I am a class 9th student. Sorry if my problem is silly.

I am trying to find the sum of squares from 1 to 10. For this I tried summation, and it was fine. But now I came to know that Integration can be also used for summation.

But the problem is I am not able to get correct answer. The sum of squares from 1 to 10 is $$\sum_{n=1}^{10} n^2 = 385$$ but after doing integration answer is $$\int_1^{10} x^2 \, dx= \left[\frac{x^3}{3}\right]_1^{10} = 333$$ which is quite less than the actual answer.

What is the correct way of calculating squares from 1 to 10 via integration? Am I mistaken something?

Answer 1

Using integration as a substitute for the summation is an interesting but problematic idea.
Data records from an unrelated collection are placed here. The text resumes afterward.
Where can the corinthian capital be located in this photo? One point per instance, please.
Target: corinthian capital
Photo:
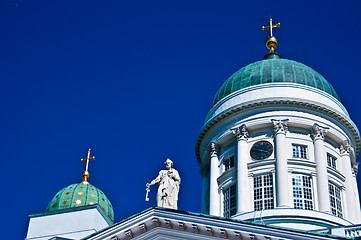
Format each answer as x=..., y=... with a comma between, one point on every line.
x=345, y=147
x=318, y=132
x=240, y=132
x=213, y=149
x=280, y=126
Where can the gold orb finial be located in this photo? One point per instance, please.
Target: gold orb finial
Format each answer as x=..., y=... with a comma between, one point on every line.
x=271, y=41
x=86, y=174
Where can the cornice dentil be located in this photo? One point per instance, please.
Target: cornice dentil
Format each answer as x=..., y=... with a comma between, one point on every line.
x=280, y=126
x=318, y=132
x=240, y=132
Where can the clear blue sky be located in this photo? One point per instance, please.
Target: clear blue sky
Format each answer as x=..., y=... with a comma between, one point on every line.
x=133, y=80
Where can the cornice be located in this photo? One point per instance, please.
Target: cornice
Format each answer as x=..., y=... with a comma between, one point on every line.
x=172, y=223
x=236, y=109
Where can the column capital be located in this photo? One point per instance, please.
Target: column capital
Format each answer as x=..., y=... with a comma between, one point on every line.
x=280, y=126
x=318, y=132
x=213, y=149
x=204, y=171
x=240, y=132
x=355, y=167
x=345, y=148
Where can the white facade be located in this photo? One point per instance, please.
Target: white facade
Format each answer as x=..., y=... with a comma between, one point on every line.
x=306, y=177
x=72, y=223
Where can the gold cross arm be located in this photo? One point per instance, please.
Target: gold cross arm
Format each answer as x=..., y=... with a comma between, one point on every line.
x=87, y=160
x=271, y=26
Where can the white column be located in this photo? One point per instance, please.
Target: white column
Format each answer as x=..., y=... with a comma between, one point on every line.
x=243, y=195
x=205, y=189
x=282, y=181
x=357, y=198
x=214, y=204
x=317, y=134
x=351, y=214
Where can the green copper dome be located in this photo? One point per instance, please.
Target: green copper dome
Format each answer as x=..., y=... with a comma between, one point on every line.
x=81, y=194
x=273, y=69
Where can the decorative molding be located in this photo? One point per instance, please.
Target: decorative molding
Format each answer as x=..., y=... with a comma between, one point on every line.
x=168, y=224
x=142, y=228
x=238, y=235
x=318, y=132
x=213, y=149
x=156, y=222
x=252, y=236
x=280, y=126
x=240, y=132
x=195, y=228
x=128, y=234
x=223, y=233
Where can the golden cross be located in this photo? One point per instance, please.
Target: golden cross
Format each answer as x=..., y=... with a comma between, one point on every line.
x=271, y=26
x=87, y=160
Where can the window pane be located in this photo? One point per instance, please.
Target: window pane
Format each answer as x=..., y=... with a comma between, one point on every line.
x=263, y=192
x=230, y=201
x=302, y=192
x=299, y=151
x=335, y=199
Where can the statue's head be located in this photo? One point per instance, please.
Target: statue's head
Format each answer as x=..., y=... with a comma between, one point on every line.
x=168, y=163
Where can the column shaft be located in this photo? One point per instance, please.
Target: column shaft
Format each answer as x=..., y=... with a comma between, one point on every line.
x=282, y=181
x=214, y=204
x=243, y=195
x=321, y=168
x=351, y=207
x=282, y=190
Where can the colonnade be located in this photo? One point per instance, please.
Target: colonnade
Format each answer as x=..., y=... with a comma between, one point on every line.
x=282, y=189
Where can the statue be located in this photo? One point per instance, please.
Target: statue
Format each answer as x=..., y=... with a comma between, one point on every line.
x=168, y=181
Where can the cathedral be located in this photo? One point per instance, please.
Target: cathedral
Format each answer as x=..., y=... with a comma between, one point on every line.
x=277, y=155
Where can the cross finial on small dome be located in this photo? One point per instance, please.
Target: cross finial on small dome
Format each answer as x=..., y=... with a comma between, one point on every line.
x=271, y=41
x=86, y=174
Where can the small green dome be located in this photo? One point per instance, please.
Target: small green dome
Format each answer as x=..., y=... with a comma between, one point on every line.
x=273, y=69
x=81, y=194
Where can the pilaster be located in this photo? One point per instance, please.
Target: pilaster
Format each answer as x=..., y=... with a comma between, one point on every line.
x=318, y=134
x=282, y=181
x=243, y=199
x=214, y=203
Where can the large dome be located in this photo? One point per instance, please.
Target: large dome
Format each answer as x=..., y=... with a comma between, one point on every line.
x=274, y=69
x=81, y=194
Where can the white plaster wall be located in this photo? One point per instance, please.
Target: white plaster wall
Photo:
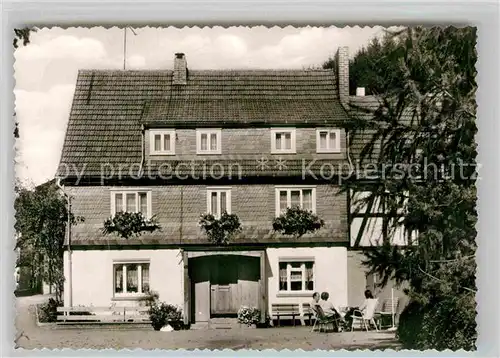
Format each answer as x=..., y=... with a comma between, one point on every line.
x=92, y=276
x=330, y=274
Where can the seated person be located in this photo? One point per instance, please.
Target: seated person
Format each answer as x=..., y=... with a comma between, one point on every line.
x=358, y=311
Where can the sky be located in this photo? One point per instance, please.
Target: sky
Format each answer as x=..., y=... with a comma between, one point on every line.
x=46, y=69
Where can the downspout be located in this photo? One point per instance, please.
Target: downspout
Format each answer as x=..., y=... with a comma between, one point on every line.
x=70, y=273
x=351, y=166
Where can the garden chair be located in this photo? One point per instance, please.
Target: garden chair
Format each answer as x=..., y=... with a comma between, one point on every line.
x=366, y=318
x=322, y=320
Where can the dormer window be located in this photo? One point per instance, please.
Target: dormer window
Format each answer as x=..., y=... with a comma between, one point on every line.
x=328, y=140
x=208, y=141
x=283, y=140
x=162, y=142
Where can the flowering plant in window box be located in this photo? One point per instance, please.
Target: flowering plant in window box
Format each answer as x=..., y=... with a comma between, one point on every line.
x=220, y=231
x=248, y=315
x=297, y=222
x=126, y=224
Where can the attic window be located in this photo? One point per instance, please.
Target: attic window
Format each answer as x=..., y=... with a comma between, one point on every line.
x=162, y=142
x=327, y=140
x=208, y=141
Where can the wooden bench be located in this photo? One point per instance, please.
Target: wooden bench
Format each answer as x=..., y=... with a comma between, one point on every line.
x=287, y=310
x=93, y=315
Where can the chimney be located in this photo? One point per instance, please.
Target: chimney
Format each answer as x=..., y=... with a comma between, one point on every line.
x=180, y=69
x=343, y=74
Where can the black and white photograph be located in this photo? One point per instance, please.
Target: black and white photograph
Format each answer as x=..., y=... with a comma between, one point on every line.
x=245, y=187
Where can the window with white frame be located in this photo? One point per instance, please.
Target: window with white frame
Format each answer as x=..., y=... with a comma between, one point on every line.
x=288, y=197
x=327, y=140
x=131, y=201
x=130, y=278
x=296, y=275
x=208, y=141
x=283, y=140
x=218, y=201
x=162, y=142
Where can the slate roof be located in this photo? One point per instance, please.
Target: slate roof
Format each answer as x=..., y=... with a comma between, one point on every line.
x=110, y=107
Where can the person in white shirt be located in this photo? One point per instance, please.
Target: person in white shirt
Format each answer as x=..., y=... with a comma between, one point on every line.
x=330, y=310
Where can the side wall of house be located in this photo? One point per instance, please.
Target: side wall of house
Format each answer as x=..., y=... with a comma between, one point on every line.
x=330, y=274
x=92, y=276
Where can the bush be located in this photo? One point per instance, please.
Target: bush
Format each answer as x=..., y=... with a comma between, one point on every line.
x=220, y=231
x=248, y=315
x=47, y=312
x=297, y=222
x=161, y=313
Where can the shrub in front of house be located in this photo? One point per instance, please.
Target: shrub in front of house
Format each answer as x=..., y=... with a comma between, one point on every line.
x=161, y=314
x=248, y=315
x=126, y=224
x=220, y=231
x=297, y=222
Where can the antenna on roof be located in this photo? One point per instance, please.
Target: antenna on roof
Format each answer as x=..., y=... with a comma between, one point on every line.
x=125, y=44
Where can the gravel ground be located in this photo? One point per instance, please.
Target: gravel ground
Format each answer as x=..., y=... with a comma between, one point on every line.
x=30, y=336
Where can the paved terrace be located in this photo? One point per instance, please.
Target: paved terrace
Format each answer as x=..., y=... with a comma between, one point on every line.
x=30, y=336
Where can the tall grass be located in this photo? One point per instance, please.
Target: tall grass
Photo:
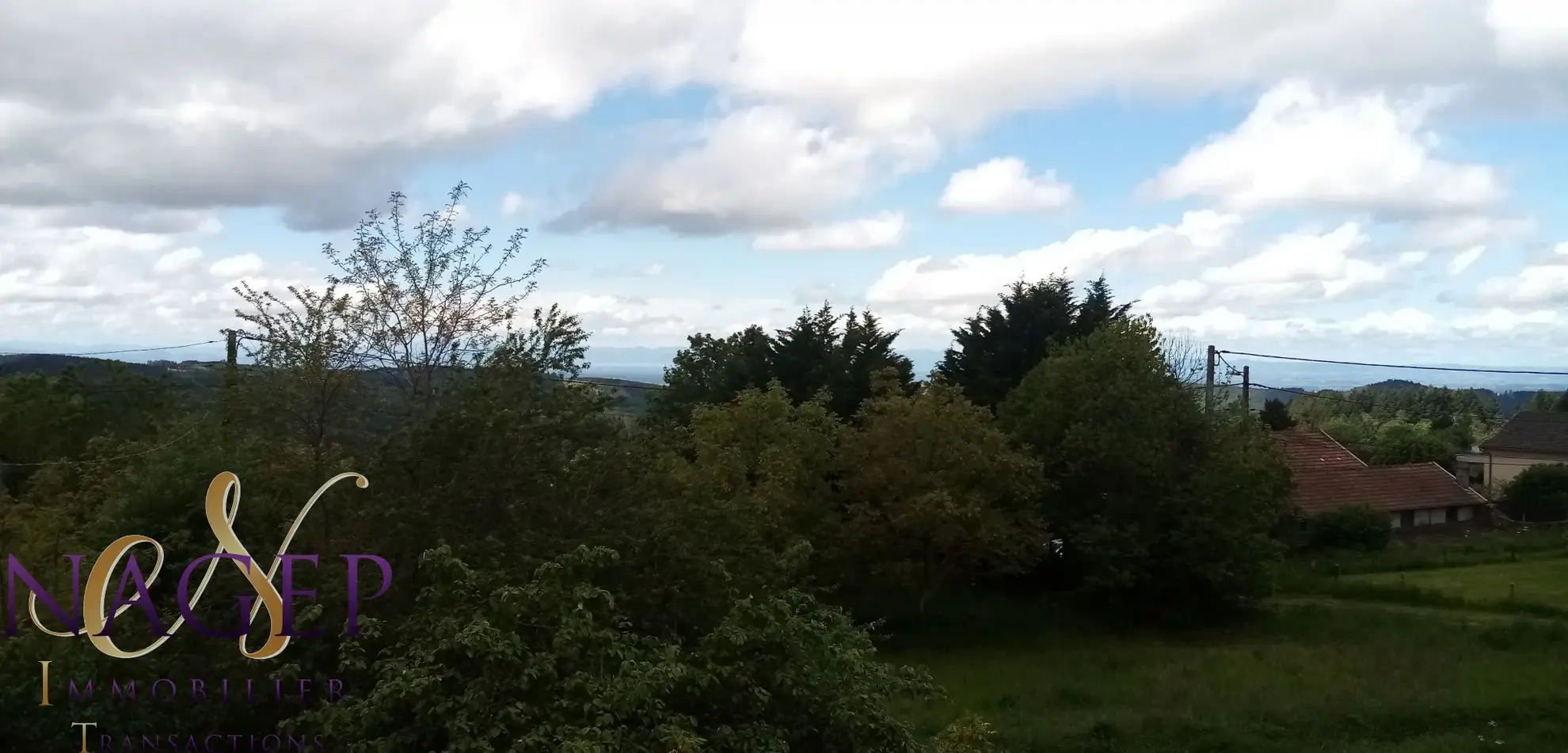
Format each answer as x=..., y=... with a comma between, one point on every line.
x=1305, y=676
Your integration captures the area under the curve of the continuous function $~f(x)=x^2,~$ as opposed to the area under the step function : $~g(x)~$ defined by

• $g(x)=1 ~: ~1 \leq x < 2$
• $g(x)=4 ~: ~2 \leq x < 3$
• $\cdots$
• $g(x)=100 ~: ~10 \leq x < 11$

As a separate issue, your integration specifies an interval of [1,10]. Analogizing the summation to the area under the step function $~g(x),~$ this overlooks the area under the interval [10,11].
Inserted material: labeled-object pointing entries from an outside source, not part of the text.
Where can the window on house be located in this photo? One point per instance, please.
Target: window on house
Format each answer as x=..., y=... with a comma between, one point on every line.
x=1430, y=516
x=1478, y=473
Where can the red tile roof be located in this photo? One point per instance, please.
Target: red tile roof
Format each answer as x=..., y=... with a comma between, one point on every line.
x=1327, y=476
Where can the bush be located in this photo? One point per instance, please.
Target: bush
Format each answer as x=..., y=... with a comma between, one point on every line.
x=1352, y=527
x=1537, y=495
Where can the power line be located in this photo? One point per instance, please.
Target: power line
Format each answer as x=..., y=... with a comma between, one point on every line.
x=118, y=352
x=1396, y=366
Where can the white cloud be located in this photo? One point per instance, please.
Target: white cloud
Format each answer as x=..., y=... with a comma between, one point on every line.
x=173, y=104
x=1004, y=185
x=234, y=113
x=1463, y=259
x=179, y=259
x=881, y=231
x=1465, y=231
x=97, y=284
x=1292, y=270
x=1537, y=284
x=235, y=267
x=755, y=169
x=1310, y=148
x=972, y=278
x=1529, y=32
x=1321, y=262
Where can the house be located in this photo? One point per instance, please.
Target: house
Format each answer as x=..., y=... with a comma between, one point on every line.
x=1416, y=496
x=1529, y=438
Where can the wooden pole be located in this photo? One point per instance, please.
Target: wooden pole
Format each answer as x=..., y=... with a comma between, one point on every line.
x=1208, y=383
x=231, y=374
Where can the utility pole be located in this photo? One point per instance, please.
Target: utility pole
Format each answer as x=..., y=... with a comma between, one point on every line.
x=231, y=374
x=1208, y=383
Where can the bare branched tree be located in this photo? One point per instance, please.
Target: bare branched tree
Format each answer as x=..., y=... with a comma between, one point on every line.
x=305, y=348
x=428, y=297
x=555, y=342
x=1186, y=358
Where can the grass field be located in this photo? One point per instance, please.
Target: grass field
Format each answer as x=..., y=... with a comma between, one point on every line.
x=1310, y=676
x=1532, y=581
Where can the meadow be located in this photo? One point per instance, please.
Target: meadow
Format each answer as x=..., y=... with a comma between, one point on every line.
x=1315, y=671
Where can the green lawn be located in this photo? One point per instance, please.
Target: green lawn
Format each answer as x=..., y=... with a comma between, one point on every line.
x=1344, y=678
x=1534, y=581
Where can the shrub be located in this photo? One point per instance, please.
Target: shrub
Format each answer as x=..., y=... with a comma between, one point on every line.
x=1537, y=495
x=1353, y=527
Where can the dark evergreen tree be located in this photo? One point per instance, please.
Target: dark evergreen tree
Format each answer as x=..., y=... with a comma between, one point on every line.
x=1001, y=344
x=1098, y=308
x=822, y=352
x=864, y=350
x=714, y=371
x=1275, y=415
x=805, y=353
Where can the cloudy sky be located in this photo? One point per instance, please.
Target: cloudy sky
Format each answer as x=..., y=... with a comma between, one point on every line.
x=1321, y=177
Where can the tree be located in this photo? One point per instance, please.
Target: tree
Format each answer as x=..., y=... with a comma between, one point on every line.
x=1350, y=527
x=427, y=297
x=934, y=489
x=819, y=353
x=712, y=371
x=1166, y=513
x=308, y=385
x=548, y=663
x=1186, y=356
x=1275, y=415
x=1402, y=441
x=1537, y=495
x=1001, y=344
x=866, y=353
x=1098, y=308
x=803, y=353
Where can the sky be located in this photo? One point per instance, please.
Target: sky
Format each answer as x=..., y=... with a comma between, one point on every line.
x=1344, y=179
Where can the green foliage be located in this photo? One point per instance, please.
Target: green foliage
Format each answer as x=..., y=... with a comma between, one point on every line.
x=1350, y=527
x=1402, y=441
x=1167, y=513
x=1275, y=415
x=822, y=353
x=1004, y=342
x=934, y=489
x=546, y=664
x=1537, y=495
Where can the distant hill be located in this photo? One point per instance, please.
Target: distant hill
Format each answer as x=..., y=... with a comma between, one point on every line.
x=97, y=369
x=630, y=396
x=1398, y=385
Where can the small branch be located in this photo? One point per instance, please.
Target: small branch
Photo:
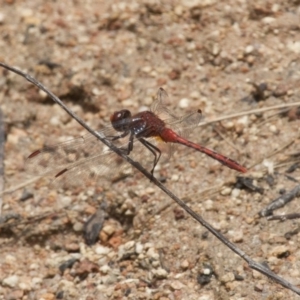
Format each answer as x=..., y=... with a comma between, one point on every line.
x=252, y=264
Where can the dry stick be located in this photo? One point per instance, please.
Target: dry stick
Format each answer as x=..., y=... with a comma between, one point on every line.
x=2, y=141
x=252, y=264
x=284, y=217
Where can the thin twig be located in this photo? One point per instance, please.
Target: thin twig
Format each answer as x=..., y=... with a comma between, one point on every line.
x=284, y=217
x=2, y=141
x=252, y=264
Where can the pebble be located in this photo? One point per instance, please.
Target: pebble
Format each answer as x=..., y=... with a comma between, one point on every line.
x=268, y=20
x=208, y=204
x=126, y=249
x=294, y=46
x=228, y=277
x=109, y=230
x=160, y=273
x=184, y=103
x=11, y=281
x=139, y=248
x=15, y=295
x=101, y=250
x=249, y=49
x=226, y=191
x=184, y=264
x=2, y=18
x=105, y=269
x=279, y=251
x=237, y=236
x=78, y=227
x=176, y=285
As expected, if you instead change the integration to $~\displaystyle \int_1^{11} x^2 ~dx ~$ then you get $~\displaystyle \left[\frac{x^3}{3}\right]_1^{11} > 385.~$ That is, with the intervals aligned, you would expect the area under the continuous function to be greater than the area under the step function.

Answer 2

When it comes to making asymptotic estimates, integration and summation behave in similar (not equal, but similar) ways when looking at their growth rate, when they diverge. As an example, when $k$ is a nonnegative integer, $$ \sum_{n=1}^N n^k \sim \int_1^N x^k\,dx = \frac{N^{k+1}}{k+1} - \frac{1}{k+1} \sim \frac{N^{k+1}}{k+1} $$ when $N \to \infty$

To compare a sum and related integral when you have concrete bounds (not variable upper bounds), look up the Euler Maclaurin summation formula.

Answer 3

As @KCd suggested, Euler-McLaurin summation is very interesting to use for this kind of problem.
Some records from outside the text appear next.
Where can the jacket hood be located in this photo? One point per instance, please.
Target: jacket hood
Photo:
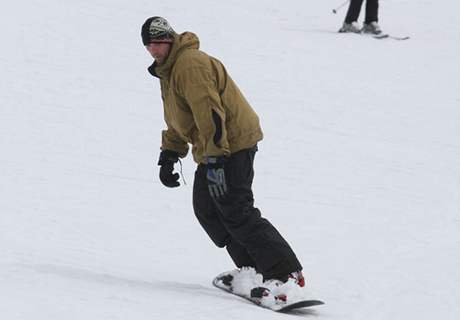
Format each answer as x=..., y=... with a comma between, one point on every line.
x=183, y=41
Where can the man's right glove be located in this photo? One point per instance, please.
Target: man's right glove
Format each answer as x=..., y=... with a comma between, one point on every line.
x=167, y=160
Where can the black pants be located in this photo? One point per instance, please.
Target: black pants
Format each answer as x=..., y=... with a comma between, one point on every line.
x=372, y=11
x=234, y=223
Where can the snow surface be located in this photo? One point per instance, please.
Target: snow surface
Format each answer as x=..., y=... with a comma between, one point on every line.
x=359, y=168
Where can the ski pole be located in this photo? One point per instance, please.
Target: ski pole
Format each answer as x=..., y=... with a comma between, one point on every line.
x=339, y=7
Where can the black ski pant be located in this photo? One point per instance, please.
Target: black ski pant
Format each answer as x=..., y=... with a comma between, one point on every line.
x=234, y=222
x=372, y=11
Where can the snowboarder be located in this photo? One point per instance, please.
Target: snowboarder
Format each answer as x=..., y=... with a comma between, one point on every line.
x=204, y=107
x=371, y=19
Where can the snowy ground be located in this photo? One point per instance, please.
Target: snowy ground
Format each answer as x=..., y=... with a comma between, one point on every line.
x=359, y=169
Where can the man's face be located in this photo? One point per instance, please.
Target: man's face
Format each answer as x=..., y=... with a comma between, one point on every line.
x=159, y=51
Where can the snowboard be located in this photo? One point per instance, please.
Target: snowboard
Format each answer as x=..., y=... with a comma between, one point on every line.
x=268, y=301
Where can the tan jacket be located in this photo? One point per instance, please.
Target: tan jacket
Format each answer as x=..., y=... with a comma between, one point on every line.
x=202, y=104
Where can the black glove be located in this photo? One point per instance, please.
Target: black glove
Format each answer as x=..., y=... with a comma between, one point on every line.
x=215, y=174
x=167, y=160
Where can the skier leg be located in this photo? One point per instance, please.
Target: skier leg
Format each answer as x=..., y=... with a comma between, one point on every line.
x=372, y=11
x=207, y=215
x=272, y=254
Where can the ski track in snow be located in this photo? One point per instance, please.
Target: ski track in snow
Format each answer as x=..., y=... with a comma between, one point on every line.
x=359, y=168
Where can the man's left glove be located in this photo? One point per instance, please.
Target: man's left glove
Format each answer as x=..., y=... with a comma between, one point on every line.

For your case, $$S_p=\sum_{n=1}^p {n^2}$$ depending on the level of expansion, you would obtain $$S_p=\frac{p^3}{3}+\frac{p^2}{2}+\frac{p}{6}+O\left(\frac{1}{p^2}\right)$$ which gives the exact result.

If you do the same for $$T_p=\sum_{n=1}^p {n^k}$$ it would give $$T_p =\frac{p^{k+1}-1}{k+1}+\frac{1}{2} \left(p^k+1\right)$$ Notice that making $k=2$, you would obtain $383.5$ which is not exact.

Use it for $k=\pi$ and $p=20$. The approximate result would be $65156.6$ while the exact value is $65316.4$ (relative error of $0.25$%).